Abstract: Observationally, two main spectral states, i.e., the low/hard state and the high/soft state, are identified in black hole X-ray binaries (BH-XRBs). Meanwhile, the transitions between the two states are often observed. In this paper, we re-investigate the transition luminosities in the framework of the self-similar solution of the advection-dominated accretion flow (ADAF). Specifically, we search for the critical mass accretion rate $\dot m_{\rm crit}$ of ADAF for different radii $r$ respectively. It is found that $\dot m_{\rm crit}$ decreases with decreasing $r$. By testing the effects of BH mass $m$, the magnetic parameter $\beta$ and the viscosity parameter $\alpha$, it is found that only $\alpha$ has significant effects on $\dot m_{\rm crit}-r$ relation. We define the minimum $\dot m_{\rm crit}$ (roughly at the innermost stable circular orbit) as the hard-to-soft transition rate $\dot m_{\rm tr: H\rightarrow S}$, above which BH will gradually transit from the low/hard state to the high/soft state, and $\dot m_{\rm crit}$ at $30$ Schwarzschild radii as the soft-to-hard transition rate $\dot m_{\rm tr: S\rightarrow H}$, below which BH will gradually transit from the high/soft state to the low/hard state.

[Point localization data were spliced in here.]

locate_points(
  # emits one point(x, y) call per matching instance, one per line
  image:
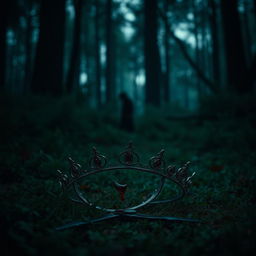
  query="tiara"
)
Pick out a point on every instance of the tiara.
point(127, 160)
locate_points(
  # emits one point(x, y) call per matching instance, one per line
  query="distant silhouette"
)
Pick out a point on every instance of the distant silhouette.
point(126, 122)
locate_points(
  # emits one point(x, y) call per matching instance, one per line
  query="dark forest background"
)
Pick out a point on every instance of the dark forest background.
point(189, 69)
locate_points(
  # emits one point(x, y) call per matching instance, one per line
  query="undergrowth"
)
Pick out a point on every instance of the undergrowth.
point(37, 136)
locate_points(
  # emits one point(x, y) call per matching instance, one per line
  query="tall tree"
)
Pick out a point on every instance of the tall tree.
point(48, 69)
point(235, 57)
point(75, 53)
point(3, 34)
point(28, 46)
point(215, 41)
point(97, 53)
point(110, 81)
point(167, 60)
point(152, 57)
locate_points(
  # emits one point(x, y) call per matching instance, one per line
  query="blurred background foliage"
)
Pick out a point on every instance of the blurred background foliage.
point(189, 68)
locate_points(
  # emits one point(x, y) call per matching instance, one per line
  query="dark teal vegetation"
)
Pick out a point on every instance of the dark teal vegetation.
point(37, 136)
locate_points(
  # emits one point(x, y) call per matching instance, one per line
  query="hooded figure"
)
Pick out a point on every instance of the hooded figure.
point(126, 122)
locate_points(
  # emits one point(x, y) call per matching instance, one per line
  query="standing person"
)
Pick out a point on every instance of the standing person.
point(126, 122)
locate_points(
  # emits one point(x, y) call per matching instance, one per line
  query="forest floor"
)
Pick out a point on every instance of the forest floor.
point(37, 136)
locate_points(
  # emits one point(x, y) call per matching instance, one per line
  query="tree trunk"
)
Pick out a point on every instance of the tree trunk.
point(97, 54)
point(235, 57)
point(186, 55)
point(48, 70)
point(215, 42)
point(167, 61)
point(152, 57)
point(75, 53)
point(3, 45)
point(110, 81)
point(28, 48)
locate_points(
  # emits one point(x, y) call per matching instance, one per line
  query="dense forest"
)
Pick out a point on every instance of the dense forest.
point(172, 74)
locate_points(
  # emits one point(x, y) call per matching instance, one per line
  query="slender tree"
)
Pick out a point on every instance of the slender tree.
point(48, 69)
point(28, 47)
point(152, 57)
point(235, 57)
point(167, 60)
point(215, 41)
point(97, 53)
point(3, 48)
point(75, 53)
point(110, 81)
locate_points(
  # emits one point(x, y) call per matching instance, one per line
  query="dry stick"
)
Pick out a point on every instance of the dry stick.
point(184, 51)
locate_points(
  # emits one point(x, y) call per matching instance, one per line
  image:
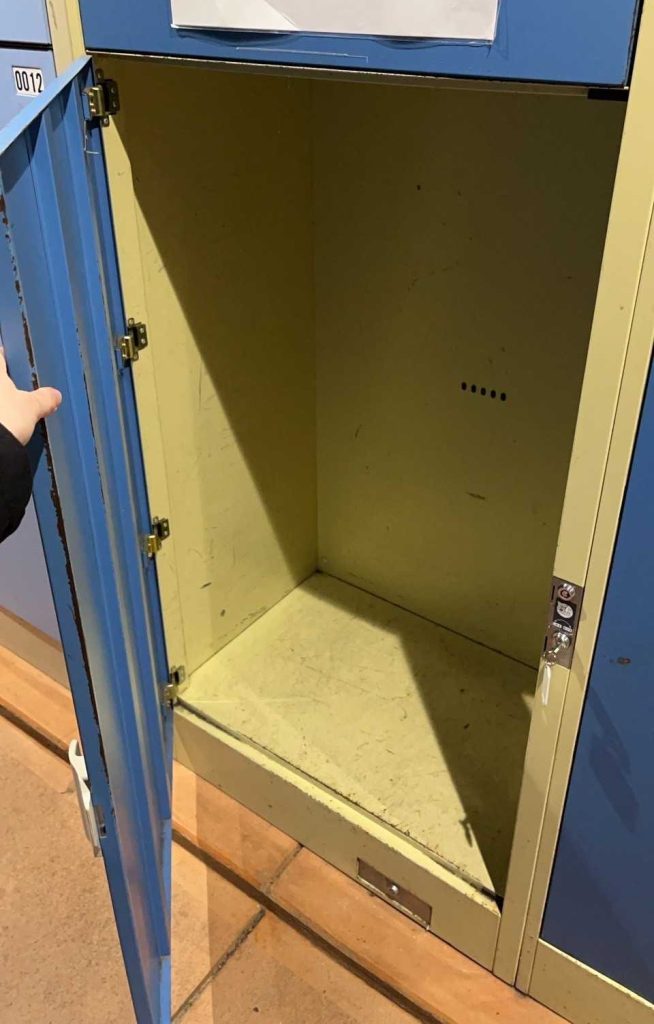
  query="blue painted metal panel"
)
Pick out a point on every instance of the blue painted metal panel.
point(24, 22)
point(575, 41)
point(25, 589)
point(602, 893)
point(60, 310)
point(10, 102)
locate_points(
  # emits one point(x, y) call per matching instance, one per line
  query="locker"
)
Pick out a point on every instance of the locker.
point(364, 343)
point(24, 23)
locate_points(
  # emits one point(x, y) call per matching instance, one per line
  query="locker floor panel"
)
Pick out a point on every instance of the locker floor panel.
point(417, 725)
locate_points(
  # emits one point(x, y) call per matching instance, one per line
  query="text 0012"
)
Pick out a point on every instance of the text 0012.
point(28, 81)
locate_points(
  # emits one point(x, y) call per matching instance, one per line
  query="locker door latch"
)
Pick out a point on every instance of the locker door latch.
point(565, 607)
point(102, 99)
point(132, 343)
point(81, 779)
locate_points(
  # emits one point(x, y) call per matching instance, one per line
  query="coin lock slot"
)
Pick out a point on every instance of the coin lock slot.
point(565, 608)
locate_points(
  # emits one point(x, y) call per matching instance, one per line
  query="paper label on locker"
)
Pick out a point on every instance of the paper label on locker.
point(472, 20)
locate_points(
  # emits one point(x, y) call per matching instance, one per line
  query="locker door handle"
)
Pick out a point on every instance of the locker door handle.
point(80, 777)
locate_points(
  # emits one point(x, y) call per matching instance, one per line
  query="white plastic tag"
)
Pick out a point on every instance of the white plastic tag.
point(546, 685)
point(472, 20)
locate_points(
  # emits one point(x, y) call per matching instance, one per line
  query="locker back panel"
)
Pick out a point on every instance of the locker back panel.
point(24, 22)
point(575, 41)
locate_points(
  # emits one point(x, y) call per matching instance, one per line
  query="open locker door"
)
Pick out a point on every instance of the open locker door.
point(61, 316)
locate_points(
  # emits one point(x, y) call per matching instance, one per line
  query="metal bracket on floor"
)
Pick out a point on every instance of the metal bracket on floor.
point(81, 779)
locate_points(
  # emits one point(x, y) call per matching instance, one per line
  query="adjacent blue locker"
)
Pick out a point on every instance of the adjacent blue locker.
point(601, 902)
point(586, 42)
point(24, 22)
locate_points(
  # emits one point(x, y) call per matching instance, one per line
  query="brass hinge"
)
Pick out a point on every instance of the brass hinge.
point(133, 342)
point(160, 532)
point(102, 98)
point(175, 685)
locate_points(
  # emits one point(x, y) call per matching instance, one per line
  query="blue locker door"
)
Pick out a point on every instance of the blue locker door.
point(601, 904)
point(60, 313)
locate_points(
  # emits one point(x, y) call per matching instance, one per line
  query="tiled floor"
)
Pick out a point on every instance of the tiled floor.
point(59, 960)
point(234, 957)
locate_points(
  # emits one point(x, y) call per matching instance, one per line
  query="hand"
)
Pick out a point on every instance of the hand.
point(20, 411)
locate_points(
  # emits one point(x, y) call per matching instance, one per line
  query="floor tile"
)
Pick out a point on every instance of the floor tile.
point(277, 977)
point(209, 913)
point(433, 975)
point(227, 832)
point(59, 956)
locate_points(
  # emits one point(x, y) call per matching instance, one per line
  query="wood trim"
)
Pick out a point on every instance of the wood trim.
point(32, 645)
point(582, 995)
point(616, 328)
point(339, 832)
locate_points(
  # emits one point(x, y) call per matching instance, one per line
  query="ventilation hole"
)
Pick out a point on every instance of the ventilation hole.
point(476, 389)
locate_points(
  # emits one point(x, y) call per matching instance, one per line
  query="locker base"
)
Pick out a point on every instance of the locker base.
point(416, 726)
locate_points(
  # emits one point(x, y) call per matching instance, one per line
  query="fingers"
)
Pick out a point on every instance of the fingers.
point(46, 400)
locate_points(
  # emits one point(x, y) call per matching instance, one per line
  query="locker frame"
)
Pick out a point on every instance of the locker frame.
point(608, 415)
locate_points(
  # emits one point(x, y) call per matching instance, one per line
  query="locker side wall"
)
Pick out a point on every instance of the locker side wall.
point(221, 173)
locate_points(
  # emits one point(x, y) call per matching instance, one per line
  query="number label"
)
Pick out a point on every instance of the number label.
point(28, 81)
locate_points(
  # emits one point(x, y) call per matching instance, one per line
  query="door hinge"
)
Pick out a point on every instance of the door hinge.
point(80, 776)
point(102, 98)
point(133, 342)
point(175, 685)
point(154, 541)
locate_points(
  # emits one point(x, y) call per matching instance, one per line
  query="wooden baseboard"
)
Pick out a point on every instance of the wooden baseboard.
point(33, 646)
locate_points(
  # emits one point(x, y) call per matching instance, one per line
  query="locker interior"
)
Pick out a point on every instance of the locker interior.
point(368, 308)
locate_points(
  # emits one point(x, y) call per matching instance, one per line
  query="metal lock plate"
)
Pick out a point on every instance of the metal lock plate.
point(565, 610)
point(395, 894)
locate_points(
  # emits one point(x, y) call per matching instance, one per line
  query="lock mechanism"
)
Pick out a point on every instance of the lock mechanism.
point(565, 608)
point(102, 99)
point(175, 686)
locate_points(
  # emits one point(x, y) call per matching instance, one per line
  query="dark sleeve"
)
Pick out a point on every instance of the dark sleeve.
point(15, 482)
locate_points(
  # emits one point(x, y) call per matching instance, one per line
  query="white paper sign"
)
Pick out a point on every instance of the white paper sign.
point(465, 19)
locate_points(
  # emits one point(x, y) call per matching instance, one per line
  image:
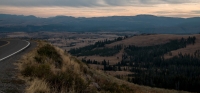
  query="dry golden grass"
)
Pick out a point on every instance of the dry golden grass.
point(95, 79)
point(38, 86)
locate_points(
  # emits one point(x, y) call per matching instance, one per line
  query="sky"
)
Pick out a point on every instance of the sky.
point(99, 8)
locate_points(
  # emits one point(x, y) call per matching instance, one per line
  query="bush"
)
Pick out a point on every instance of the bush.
point(67, 80)
point(49, 52)
point(40, 71)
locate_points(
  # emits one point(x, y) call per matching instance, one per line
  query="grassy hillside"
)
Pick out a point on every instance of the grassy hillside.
point(48, 69)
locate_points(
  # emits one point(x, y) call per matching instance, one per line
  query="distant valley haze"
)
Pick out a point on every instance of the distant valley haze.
point(138, 23)
point(99, 8)
point(144, 16)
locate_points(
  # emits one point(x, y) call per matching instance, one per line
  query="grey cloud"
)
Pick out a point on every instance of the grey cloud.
point(89, 3)
point(196, 12)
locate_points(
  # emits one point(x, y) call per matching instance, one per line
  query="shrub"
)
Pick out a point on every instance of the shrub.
point(49, 52)
point(40, 71)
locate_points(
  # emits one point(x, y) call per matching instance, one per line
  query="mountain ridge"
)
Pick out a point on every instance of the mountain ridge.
point(139, 23)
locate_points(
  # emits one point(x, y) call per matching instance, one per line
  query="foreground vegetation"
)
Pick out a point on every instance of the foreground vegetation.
point(48, 69)
point(149, 67)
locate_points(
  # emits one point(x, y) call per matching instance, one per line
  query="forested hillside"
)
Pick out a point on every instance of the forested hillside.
point(148, 65)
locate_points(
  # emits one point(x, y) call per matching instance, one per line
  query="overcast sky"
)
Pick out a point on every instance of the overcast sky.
point(95, 8)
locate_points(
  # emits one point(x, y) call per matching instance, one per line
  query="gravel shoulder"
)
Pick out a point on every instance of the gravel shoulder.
point(9, 82)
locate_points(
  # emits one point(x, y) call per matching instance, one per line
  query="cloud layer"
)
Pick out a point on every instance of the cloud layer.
point(90, 3)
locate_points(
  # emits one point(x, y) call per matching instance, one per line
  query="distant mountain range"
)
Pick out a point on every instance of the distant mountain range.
point(139, 23)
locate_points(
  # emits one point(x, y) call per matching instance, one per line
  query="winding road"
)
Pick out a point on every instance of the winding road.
point(11, 50)
point(11, 47)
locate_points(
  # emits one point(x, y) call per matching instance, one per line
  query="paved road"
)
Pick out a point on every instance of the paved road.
point(3, 43)
point(12, 47)
point(8, 78)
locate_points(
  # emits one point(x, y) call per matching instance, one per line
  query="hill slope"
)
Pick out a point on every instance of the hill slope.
point(48, 69)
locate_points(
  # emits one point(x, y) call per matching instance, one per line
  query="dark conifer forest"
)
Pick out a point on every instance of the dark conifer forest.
point(148, 65)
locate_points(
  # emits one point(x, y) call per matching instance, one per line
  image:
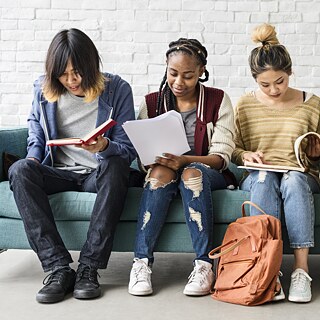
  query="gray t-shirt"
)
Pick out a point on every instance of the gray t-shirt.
point(189, 121)
point(75, 118)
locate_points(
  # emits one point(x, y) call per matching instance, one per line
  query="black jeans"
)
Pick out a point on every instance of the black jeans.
point(31, 184)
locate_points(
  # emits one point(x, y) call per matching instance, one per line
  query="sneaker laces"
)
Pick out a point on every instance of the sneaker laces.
point(87, 272)
point(198, 274)
point(141, 271)
point(55, 276)
point(299, 280)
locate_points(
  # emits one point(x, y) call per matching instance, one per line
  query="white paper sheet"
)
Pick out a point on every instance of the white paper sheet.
point(155, 136)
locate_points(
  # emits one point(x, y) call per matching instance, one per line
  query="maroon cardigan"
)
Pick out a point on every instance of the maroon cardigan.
point(212, 102)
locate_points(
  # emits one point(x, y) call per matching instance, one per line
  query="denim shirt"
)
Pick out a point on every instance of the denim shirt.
point(116, 101)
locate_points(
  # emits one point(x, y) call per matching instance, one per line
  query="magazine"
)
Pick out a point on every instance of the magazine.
point(87, 139)
point(279, 168)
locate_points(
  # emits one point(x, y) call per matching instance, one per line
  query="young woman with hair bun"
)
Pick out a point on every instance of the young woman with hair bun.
point(268, 121)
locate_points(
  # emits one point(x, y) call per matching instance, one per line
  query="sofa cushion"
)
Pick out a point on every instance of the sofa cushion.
point(78, 205)
point(71, 206)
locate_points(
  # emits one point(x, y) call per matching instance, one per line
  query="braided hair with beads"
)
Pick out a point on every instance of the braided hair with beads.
point(191, 47)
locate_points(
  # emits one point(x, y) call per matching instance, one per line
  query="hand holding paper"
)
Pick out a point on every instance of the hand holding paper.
point(155, 136)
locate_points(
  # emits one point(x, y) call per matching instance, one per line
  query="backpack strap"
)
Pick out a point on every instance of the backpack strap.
point(252, 204)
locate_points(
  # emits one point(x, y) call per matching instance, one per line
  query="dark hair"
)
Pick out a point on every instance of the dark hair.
point(191, 47)
point(75, 45)
point(271, 55)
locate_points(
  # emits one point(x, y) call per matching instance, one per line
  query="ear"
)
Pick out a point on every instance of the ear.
point(201, 71)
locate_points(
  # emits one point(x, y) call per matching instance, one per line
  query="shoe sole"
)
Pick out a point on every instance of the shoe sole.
point(140, 293)
point(43, 298)
point(195, 293)
point(81, 294)
point(299, 299)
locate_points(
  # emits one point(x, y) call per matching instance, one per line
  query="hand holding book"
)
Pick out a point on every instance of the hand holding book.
point(312, 149)
point(87, 139)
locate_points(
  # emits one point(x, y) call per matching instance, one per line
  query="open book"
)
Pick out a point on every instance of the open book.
point(87, 139)
point(154, 136)
point(278, 168)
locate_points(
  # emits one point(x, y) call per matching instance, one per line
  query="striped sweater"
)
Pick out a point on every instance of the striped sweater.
point(274, 130)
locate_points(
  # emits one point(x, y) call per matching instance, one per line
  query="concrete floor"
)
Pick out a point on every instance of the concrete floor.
point(21, 277)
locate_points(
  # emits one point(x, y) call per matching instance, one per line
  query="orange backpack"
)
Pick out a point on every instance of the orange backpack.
point(250, 263)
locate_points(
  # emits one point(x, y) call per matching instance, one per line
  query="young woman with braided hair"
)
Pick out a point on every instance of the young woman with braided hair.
point(207, 114)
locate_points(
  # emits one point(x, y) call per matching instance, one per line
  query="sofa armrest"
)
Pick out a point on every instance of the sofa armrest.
point(12, 140)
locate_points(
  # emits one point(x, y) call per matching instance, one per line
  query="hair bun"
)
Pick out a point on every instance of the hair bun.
point(265, 34)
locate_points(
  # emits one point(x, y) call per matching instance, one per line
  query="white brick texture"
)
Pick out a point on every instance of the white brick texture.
point(132, 37)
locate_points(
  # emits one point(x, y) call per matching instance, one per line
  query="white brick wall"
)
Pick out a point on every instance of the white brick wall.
point(132, 37)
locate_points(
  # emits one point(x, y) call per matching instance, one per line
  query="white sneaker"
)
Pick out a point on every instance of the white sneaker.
point(200, 279)
point(140, 278)
point(280, 294)
point(300, 287)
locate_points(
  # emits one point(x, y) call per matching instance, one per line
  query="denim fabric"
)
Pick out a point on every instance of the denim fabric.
point(197, 206)
point(294, 191)
point(31, 184)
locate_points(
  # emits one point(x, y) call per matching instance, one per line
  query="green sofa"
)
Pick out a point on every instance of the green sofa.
point(72, 212)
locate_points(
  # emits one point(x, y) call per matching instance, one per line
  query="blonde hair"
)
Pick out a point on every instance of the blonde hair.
point(270, 55)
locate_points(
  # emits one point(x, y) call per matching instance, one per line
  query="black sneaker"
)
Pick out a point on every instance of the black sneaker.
point(56, 285)
point(87, 285)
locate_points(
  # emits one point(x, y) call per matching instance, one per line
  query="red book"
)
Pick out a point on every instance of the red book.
point(87, 139)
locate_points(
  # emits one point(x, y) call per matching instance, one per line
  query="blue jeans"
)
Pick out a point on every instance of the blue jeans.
point(31, 184)
point(294, 191)
point(197, 208)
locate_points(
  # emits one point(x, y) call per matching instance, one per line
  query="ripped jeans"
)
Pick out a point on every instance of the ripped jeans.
point(197, 203)
point(294, 190)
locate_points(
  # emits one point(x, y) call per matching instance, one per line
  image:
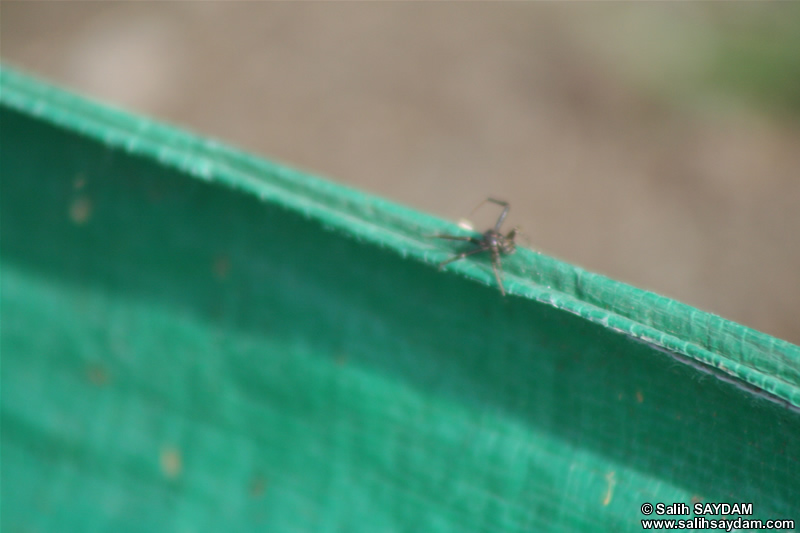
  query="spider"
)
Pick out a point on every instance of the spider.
point(491, 241)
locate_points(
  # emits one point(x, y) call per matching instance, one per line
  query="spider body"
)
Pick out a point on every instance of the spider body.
point(492, 241)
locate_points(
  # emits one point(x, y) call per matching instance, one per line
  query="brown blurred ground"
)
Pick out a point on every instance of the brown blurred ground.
point(592, 119)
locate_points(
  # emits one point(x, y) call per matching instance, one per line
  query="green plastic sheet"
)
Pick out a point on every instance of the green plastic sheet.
point(196, 339)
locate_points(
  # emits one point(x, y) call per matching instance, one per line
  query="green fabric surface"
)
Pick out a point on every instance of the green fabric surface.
point(195, 339)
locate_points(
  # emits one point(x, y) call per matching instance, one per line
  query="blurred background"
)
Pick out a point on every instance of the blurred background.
point(656, 143)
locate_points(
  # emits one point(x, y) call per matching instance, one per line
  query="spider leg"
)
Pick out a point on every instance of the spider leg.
point(502, 216)
point(497, 266)
point(473, 240)
point(461, 256)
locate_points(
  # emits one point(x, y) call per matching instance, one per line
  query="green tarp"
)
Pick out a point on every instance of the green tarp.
point(196, 339)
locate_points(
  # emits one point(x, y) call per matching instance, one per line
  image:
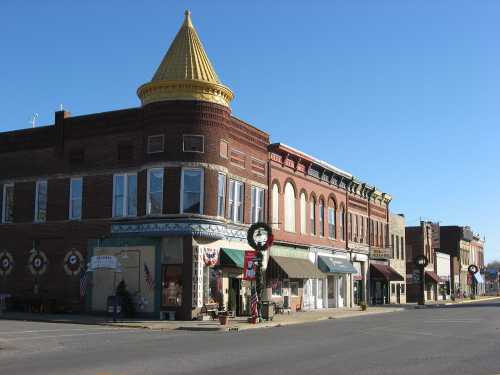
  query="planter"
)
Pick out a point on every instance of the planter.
point(223, 319)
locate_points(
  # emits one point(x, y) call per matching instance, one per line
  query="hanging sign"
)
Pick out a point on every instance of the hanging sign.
point(249, 265)
point(104, 261)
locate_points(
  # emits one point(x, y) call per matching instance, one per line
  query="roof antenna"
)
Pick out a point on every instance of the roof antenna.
point(33, 120)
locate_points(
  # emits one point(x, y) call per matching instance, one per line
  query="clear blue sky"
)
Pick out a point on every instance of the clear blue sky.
point(404, 96)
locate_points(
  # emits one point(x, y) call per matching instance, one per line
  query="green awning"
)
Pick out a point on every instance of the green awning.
point(335, 265)
point(231, 257)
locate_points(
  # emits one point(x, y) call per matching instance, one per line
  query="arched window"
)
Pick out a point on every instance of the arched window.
point(332, 223)
point(289, 207)
point(321, 218)
point(303, 213)
point(275, 203)
point(312, 216)
point(342, 223)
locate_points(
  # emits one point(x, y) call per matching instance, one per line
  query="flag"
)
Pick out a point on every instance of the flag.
point(84, 276)
point(147, 276)
point(254, 299)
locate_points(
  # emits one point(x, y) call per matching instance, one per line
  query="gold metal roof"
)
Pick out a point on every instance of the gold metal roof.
point(185, 72)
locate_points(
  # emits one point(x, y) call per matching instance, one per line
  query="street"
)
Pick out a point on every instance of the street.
point(461, 339)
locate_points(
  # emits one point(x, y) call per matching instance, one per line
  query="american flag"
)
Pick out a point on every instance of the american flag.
point(84, 277)
point(254, 299)
point(147, 276)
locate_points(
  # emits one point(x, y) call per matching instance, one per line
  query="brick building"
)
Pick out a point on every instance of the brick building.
point(160, 187)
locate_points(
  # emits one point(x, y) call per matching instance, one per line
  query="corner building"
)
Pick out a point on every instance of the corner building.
point(167, 188)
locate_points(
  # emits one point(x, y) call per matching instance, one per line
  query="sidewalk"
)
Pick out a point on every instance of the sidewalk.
point(238, 324)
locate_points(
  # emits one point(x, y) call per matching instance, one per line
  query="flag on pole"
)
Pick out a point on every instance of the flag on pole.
point(84, 276)
point(148, 278)
point(254, 299)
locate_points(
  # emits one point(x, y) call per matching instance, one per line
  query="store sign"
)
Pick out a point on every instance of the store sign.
point(249, 266)
point(104, 262)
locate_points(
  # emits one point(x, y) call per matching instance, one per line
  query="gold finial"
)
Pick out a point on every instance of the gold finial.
point(187, 21)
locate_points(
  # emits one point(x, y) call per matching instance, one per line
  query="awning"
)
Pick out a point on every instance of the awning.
point(335, 265)
point(296, 268)
point(386, 272)
point(479, 277)
point(432, 276)
point(231, 257)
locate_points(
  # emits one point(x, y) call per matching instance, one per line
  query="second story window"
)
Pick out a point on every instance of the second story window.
point(8, 203)
point(41, 201)
point(221, 195)
point(156, 144)
point(236, 195)
point(257, 214)
point(125, 195)
point(192, 191)
point(75, 198)
point(155, 191)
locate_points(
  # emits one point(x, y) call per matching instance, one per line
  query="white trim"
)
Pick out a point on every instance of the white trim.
point(202, 180)
point(148, 192)
point(71, 198)
point(162, 143)
point(194, 135)
point(4, 195)
point(125, 198)
point(37, 188)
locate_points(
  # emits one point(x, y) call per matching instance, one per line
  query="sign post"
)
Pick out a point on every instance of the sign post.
point(421, 262)
point(260, 238)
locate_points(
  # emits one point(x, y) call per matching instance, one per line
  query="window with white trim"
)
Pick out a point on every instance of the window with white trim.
point(125, 195)
point(75, 198)
point(192, 191)
point(41, 201)
point(155, 191)
point(289, 207)
point(257, 214)
point(221, 195)
point(236, 196)
point(8, 203)
point(303, 213)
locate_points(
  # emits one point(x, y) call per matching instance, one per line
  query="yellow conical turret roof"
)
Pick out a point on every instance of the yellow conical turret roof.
point(185, 73)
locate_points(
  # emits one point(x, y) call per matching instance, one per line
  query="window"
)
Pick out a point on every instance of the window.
point(154, 202)
point(156, 143)
point(193, 143)
point(275, 203)
point(236, 195)
point(257, 214)
point(125, 195)
point(41, 201)
point(289, 207)
point(192, 191)
point(312, 216)
point(321, 218)
point(8, 203)
point(224, 149)
point(221, 195)
point(75, 198)
point(342, 224)
point(303, 213)
point(331, 221)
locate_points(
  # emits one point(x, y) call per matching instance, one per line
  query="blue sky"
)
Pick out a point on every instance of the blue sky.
point(403, 94)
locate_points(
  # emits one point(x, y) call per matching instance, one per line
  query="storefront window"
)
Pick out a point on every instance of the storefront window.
point(172, 285)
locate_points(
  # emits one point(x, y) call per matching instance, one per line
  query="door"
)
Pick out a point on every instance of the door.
point(331, 291)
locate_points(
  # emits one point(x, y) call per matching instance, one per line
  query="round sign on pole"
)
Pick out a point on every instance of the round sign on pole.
point(421, 261)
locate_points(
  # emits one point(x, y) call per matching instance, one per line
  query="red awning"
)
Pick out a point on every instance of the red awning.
point(385, 272)
point(432, 276)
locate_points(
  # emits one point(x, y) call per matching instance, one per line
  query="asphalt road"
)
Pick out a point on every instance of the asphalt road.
point(455, 340)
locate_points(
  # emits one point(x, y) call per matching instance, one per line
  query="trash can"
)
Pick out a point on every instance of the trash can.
point(267, 310)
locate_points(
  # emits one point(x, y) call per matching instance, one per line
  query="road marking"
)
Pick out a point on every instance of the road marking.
point(111, 331)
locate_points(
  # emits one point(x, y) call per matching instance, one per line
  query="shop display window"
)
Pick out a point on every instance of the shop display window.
point(172, 285)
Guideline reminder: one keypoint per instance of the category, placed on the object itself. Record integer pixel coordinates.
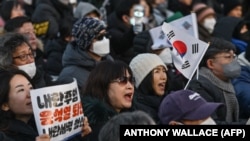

We derive fitting formulae of $\dot m_{\rm tr: H\rightarrow S}$ and $\dot m_{\rm tr: S\rightarrow H}$ as functions of $\alpha$ respectively. By comparing with observations, it is found that the mean value of $\alpha$ are $\alpha \sim 0.85$ and $\alpha \sim 0.33$ for the hard-to-soft transition and the soft-to-hard transition respectively, which indicates that two classes of $\alpha$ are needed for explaining the hysteresis effect during the state transition. Finally, we argue that such a constrained $\alpha$ may provide valuable clues for further exploring the accretion physics in BH-XRBs.